Le Malikura : une Vision, un Plan stratégique à court, moyen et long termes

Le Malikura : une Vision, un Plan stratégique à court, moyen et long termes

Le concept de Malikura est la combinaison de plusieurs objectifs fondés uniquement sur les recommandations des Assises nationales de la refondation (ANR).

En effet, la notion de la Refondation dans le contexte actuel du Mali peut être assimilée à ces objectifs qui ne sont pas exhaustifs:

- Recouvrer l’ensemble du territoire national par la lutte implacable contre l’insécurité dans tout le pays.

- Faire une relecture des textes fondamentaux de la République.

- Adopter une nouvelle Constitution en conformité à nos valeurs et coutumes et non des textes importés et imposés à notre peuple.

- Mettre en place un organe spécial chargé uniquement de la gestion de toutes les élections dans le pays.

- Faire un audit de l’administration publique malienne.

- Créer et susciter une conscience nationale malienne.

- Lutter implacablement contre la corruption et la délinquance financière de nos élites.

- Réorganiser la justice malienne.

- Faire l’audit des sociétés minières opérant sur le territoire national.

- Nationaliser les secteurs productifs miniers.

- Renouveler le leadership de toutes les grandes structures de l’État.

- Et enfin organiser les élections générales pour finaliser le retour à un ordre constitutionnel.

 

 Constats ou évaluations des neuf derniers mois de la rectification de la trajectoire de la transition

- Sur le plan sécuritaire, nous constatons une très grande amélioration de la situation sécuritaire dans tout le pays.
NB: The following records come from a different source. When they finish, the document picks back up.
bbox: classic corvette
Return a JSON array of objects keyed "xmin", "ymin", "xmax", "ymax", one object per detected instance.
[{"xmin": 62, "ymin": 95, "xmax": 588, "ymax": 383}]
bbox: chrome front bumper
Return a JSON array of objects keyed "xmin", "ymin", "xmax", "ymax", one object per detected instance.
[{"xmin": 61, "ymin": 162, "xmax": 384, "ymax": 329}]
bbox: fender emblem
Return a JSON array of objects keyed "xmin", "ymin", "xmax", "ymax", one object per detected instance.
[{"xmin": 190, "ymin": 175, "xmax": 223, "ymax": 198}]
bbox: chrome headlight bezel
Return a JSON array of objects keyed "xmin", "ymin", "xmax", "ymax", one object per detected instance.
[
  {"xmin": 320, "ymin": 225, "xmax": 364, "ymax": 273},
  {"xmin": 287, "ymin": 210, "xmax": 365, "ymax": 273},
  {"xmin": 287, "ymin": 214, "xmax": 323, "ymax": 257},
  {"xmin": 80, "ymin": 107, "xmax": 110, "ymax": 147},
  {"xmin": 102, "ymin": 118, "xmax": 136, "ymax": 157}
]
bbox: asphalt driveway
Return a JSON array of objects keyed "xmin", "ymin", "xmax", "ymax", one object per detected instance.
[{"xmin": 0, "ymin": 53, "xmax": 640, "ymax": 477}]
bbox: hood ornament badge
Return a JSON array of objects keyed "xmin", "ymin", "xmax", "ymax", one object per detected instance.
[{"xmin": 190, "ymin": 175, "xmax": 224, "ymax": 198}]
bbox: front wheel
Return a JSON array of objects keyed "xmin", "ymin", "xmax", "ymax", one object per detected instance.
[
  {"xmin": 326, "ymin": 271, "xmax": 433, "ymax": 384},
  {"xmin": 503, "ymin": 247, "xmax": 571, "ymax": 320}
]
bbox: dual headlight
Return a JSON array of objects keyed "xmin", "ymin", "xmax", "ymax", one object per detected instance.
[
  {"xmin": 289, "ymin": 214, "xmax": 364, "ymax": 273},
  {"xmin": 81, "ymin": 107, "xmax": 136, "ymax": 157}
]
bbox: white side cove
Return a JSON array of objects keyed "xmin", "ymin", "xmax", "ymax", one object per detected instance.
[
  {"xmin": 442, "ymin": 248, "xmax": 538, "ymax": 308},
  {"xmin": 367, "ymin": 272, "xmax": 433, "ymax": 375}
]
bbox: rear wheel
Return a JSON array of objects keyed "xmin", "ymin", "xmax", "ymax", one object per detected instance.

Cette situation a été possible grâce à l’offensive et au courage des Forces armés maliennes (FAMa).

-Sur le plan humanitaire, nous constatons le retour de plus de 50 mille réfugiés dans leur localité d’origine.

- Sur le plan éducatif, plus de 1 400 écoles ont repris les cours dans le centre et dans le Nord du pays.

- Sur le plan de la gestion et de renouvellement de l’administration publique, nous constatons que rien n’a quasiment changé depuis la chute du régime du roi fainéant feu IBK. Le népotisme et la concussion continuent de plus belle.

Le scandale des logements sociaux prouve à suffisance que si on devient complaisant des cadres de l’ancien régime, ils finiront par vous discréditer. Il fallait impérativement changer la commission d’attribution des logements sociaux dès l’arrivée du nouveau ministre. Mais au Mali, les cadres restent à vie dans leurs postes comme s’il n’y a pas d’autres cadres pour les remplacer. Quel gâchis ?

Dans les pays sérieux, quand un président s’en va, son équipe va avec lui. Mais au Mali, de tout le temps quand un président s’en va, son équipe reste, on change simplement quelques têtes et le tour est joué. Ce qui fait que l’administration publique est bourrée des cadres des anciens régimes avec les mêmes mauvaises pratiques. Diantre, comment on peut rester dans un même poste administratif pendant 10, 15 ou 20 ans et être encore productif ? Cela est impossible. Sauf uniquement en Afrique et au Mali.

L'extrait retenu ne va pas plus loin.